Ensuite, analyser la vérité comme pouvant être synonyme de souffrance, de mal être. Pourquoi peut-elle être liée à la désillusion, à l’inquiétude ? Comment être heureux si la recherche de la vérité fait souffrir, expliquer le paradoxe mis en avant ?
Enfin, parler du fait que la vérité et le bonheur peuvent être liés, mais en établissant une différence entre les vérités considérées comme utiles et les autres. Doit-on absolument dire toutes les vérités, quitte à créer de la souffrance ou peut-on se passer de certaines d’entre elles ?
Parmi les œuvres, celle de Camus, Le Mythe de Sisyphe ou Nietzsche, Le Gai Savoir.
Sujet 4 : la vérité peut-elle être perçue comme une obligation morale ?
Dans notre société, il est très mal perçu de ne pas dire la vérité. Il s’agit d’un fondement que l’on retrouve peu ou prou dans toutes les disciplines, que ce soit la littérature, la philosophie, la sociologie ou même le droit.
Problématique
Les individus sont-ils obligés de dire la vérité peu importe les circonstances ou bien le mensonge peut-il parfois être considéré comme utile, plus en accord avec une situation donnée ?
Plan à développer et notions à aborder
Dans une première partie, faire le lien entre la vérité et le devoir moral, la conscience. Par exemple, Kant, dans Fondements de la métaphysique des mœurs, interdit le mensonge. Faire le lien avec la confiance, le respect. Mentir est irrespectueux, mentir apporte davantage la méfiance que la confiance, il ne faut donc pas mentir.
Dans une deuxième partie, analyser le mensonge comme pouvant être utile à certains moments. Pourquoi peut-il se justifier selon le contexte ? Peut-on considérer le mensonge comme un moyen de protéger quelqu’un, faire le lien entre vérité et souffrance ?
Enfin, donner un autre point de vue plus nuancé sur la vérité. Oui, il s’agit bien d’une « obligation » morale, mais pourquoi est-il nécessaire de prendre en compte le contexte ? Pourquoi est-il nécessaire d’établir une différence entre un mensonge qui peut gravement nuire à un individu et un mensonge qui, au contraire, va le protéger d’une certaine manière ? Donner des exemples concrets.
Sujet 5 : la liberté est-elle nécessairement liée à la vérité ?
De manière souvent commune, la liberté est associée à un certain nombre de choses, dont le fait de comprendre, de savoir un certain nombre de choses. Pour autant, cela semble dépendre des individus, puisque vivre dans l’illusion peut également être un mode de vie.
Problématique
Est-il possible de vivre libre sans vérité, ou bien ne peut-on être libre que s’il existe une certaine lucidité sur le monde, mais aussi sur soi-même ?
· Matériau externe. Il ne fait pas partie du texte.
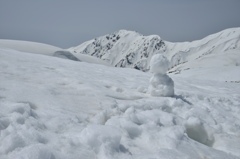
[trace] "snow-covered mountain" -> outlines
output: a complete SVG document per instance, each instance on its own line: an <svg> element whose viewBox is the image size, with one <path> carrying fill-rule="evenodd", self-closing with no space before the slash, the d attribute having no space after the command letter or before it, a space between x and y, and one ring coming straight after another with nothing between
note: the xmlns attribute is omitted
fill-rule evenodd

Plan à développer et notions à aborder
Dans une première partie, analyser la notion de vérité comme une condition à la liberté. Faire le lien notamment avec l’allégorie de la caverne. Expliquer pourquoi la liberté n’est pas réellement possible si le mensonge est omniprésent.
Dans une deuxième partie, parler plutôt de l’illusion, et du fait de vivre dans l’illusion qui n’est pas forcément une entrave à la liberté. Comment les individus peuvent-ils se suffire de l’illusion d’être libre ? Dans le contexte actuel, pourquoi cela est-il confortable, et même psychologiquement réconfortant ?
Enfin, pourquoi la liberté réelle est obligatoirement liée à un minimum de vérité ? Pourquoi est-il impossible de passer sa vie dans le mensonge ? Faire la différence entre la vraie liberté et l’illusion de celle-ci. Pourquoi la vérité est-elle liée à l’autonomie de l’individu ?
Parmi les œuvres, faire le lien également avec Sartre, L’être et le Néant.
Conclusion
La vérité est donc une notion complexe, qui nécessite de prendre en compte le contexte. Elle guide un grand nombre de choix que font les individus, mais elle est également liée aux illusions qu’elle peut véhiculer.